2. A process for the preparation of a compound according to claim 1 of formula I, in the form of a free base or in the form of an acid addition salt, characterized in that it comprises the steps of a) for the preparation of a compound of the formula I, where R is N (Ra) Rb, i is hydrogen and V2 is hydroxy, reaction of a compound of the formula wherein R2, R3, U, V, W, X, Y, Z and n are as defined for formula I, with a compound of the formula HN (Ra) Rb (III), wherein Ra and Rb are as define for formula I, or b) cyclization by metathesis of a suitable precursor compound of open chain, which carries, in each case, a carbon-carbon double bond in each of the two ends of the open chain, in the presence of a catalyst, for example a ruthenium, tungsten or molybdenum complex, in each case optionally followed by reduction, oxidation or other functionalization of the resulting compound and / or by dissociation of any protecting groups optionally present, and recovery of the compound thus obtainable from the formula I in the free base form or in the acid addition salt form.
3. A compound according to claim 1 of formula I, characterized in that it is in the form of free base or in pharmaceutically acceptable acid addition salt form, for use as a medicament.

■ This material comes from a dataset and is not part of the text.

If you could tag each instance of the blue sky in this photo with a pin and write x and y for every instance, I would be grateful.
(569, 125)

4. A compound according to claim 1 of formula I, characterized in that it is in base form free or in the form of a pharmaceutically acceptable acid addition salt, for use in the treatment of neurological or vascular disorders related to beta-amyloid generation and / or aggregation.

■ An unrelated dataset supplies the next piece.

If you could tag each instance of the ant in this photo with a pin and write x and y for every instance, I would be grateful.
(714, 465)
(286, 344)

5. A pharmaceutical composition, characterized in that it comprises a compound according to claim 1 of formula I, in the form of a free base or in the form of a pharmaceutically acceptable acid addition salt, as an active ingredient and a pharmaceutical carrier or diluent.
6. The use of a compound according to claim 1 of formula I, in the form of a free base or in the form of a pharmaceutically acceptable acid addition salt, as a medicament for the treatment of neurological or vascular disorders related to beta-amyloid generation and / or aggregation.

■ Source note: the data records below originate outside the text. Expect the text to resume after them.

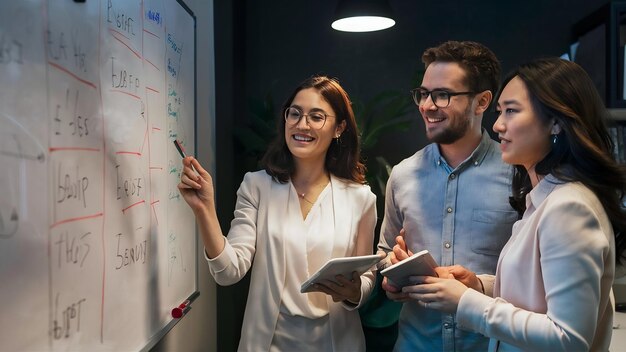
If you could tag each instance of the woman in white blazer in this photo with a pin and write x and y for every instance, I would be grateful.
(308, 205)
(553, 281)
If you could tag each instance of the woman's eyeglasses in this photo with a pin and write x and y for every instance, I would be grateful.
(315, 119)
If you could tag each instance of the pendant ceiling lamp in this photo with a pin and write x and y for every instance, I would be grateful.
(362, 16)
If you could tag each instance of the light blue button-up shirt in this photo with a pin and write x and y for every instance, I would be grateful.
(461, 216)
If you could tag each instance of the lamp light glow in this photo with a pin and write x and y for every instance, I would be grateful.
(362, 16)
(363, 24)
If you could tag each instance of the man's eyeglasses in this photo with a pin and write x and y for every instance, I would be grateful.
(440, 97)
(315, 119)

The use of a compound according to claim 1 of formula I, characterized in that it is in the form of a free base or in the form of a pharmaceutically acceptable acid addition salt, for the manufacture of a medicament for the treatment of neurological disorders or vascular events related to beta-amyloid generation and / or aggregation.
8. A method for the treatment of neurological or vascular disorders related to beta-amyloid generation and / or aggregation in a subject in need of such treatment, characterized in that it comprises administering to such a subject a therapeutically effective amount of a compound according to claim 1 of formula I, in the form of a free base or in the form of a pharmaceutically acceptable acid addition salt. A combination, characterized in that it comprises a therapeutically effective amount of a compound according to claim 1 of formula I, in free base form or in pharmaceutically acceptable acid addition salt form, and a second drug substance, for simultaneous or sequential administration.